CGRS Core Value: Safety

It’s time to warm up those winter-weather driving practices

With numerous CGRS trucks and vans on the road at any given time in the Rocky Mountains, it’s critical that our team members driving those vehicles know what adjustments to make as the cold, snow and ice season draws near. Following the best practices for winter driving can significantly reduce accidents and injuries while operating a vehicle during inclement weather. We’re passing along tips for navigating winter conditions – including while filling your vehicle’s tank – from CGRS Health & Safety Manager Mike Byers.
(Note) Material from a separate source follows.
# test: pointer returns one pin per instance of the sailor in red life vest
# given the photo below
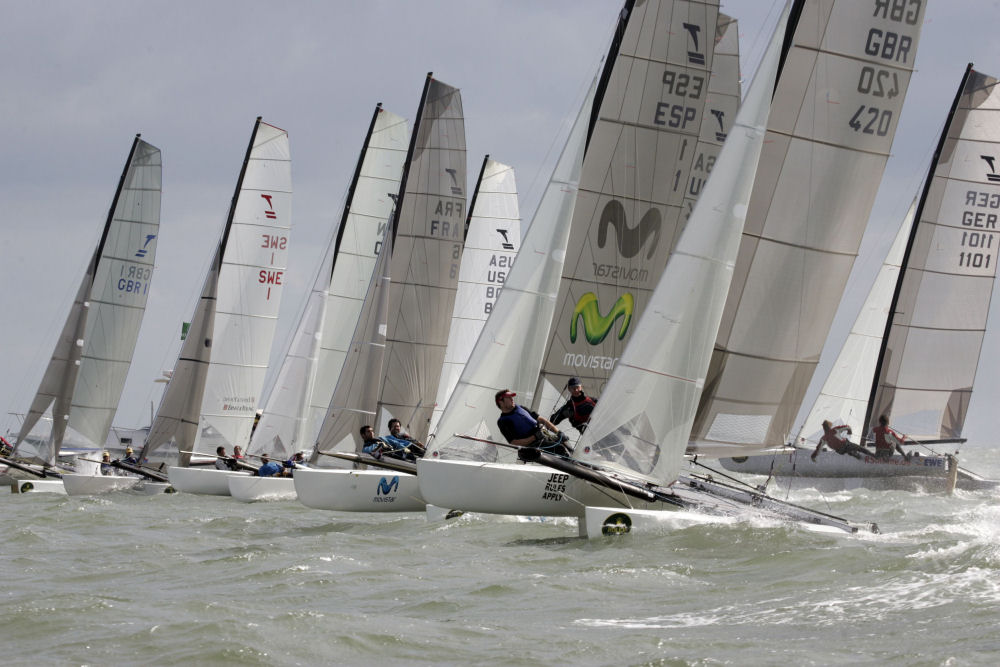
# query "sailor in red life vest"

  1. Prepare your vehicle. Make sure your vehicle’s fluids are topped off, tires and/or tire chains are suitable for the conditions, all lights and turn signals work, and the fuel tank is at least half full. Walk around your vehicle to make sure no people (especially children) or objects are hiding in a precarious location and, in the case of deep snow, that it isn’t clogging the exhaust pipe.
  2. Plan your trip. Before driving, warm up your vehicle and completely defrost the windows. When you do so, stay with your vehicle, as starting it up and leaving it – known as “puffing” – is illegal in many jurisdictions as well as harmful to the environment. Plan your route, find out what roads are closed, then let someone know where you’re going and what your route you are taking.
  3. SLOW DOWN. Speed limits are for best-case driving conditions. Slick roads and poor visibility require increased reaction time and stopping distance. Leave additional room between your vehicle and others to avoid fender-benders (or worse) on icy roads.
  4. Carry extra supplies. In case you become stuck or stranded, have additional clothing, food and water on hand. Carry jumper cables, a warm blanket or two, a flashlight, your cell phone and a way to charge it.
  5. Stay with your vehicle. If you get stuck or stranded, remain with your vehicle and call for help. Your vehicle is your protection from the elements, other drivers and a source of heat. Staying put also makes it easier for rescuers to find you, especially if someone knows your route and destination.
  6. Take care when refueling. Turn off your vehicle and watch your footing when filling up your vehicle. Ice and snow tend to build up at fuel dispensers as they melt from other vehicles, then refreeze, increasing the likelihood of falls and injuries.
  7. Don’t overfill your tank. Spilled fuel adds to slick conditions at dispensers as well as become a fire/flash hazard because fuel takes longer to evaporate in cooler temperatures. Also, don’t forget to put your fuel cap back on to prevent leaking fuel and water from entering your tank.
  8. Stay put. If you have car problems or inclement weather that makes it too dangerous to drive, it might be necessary to simply stay where you are until conditions improve.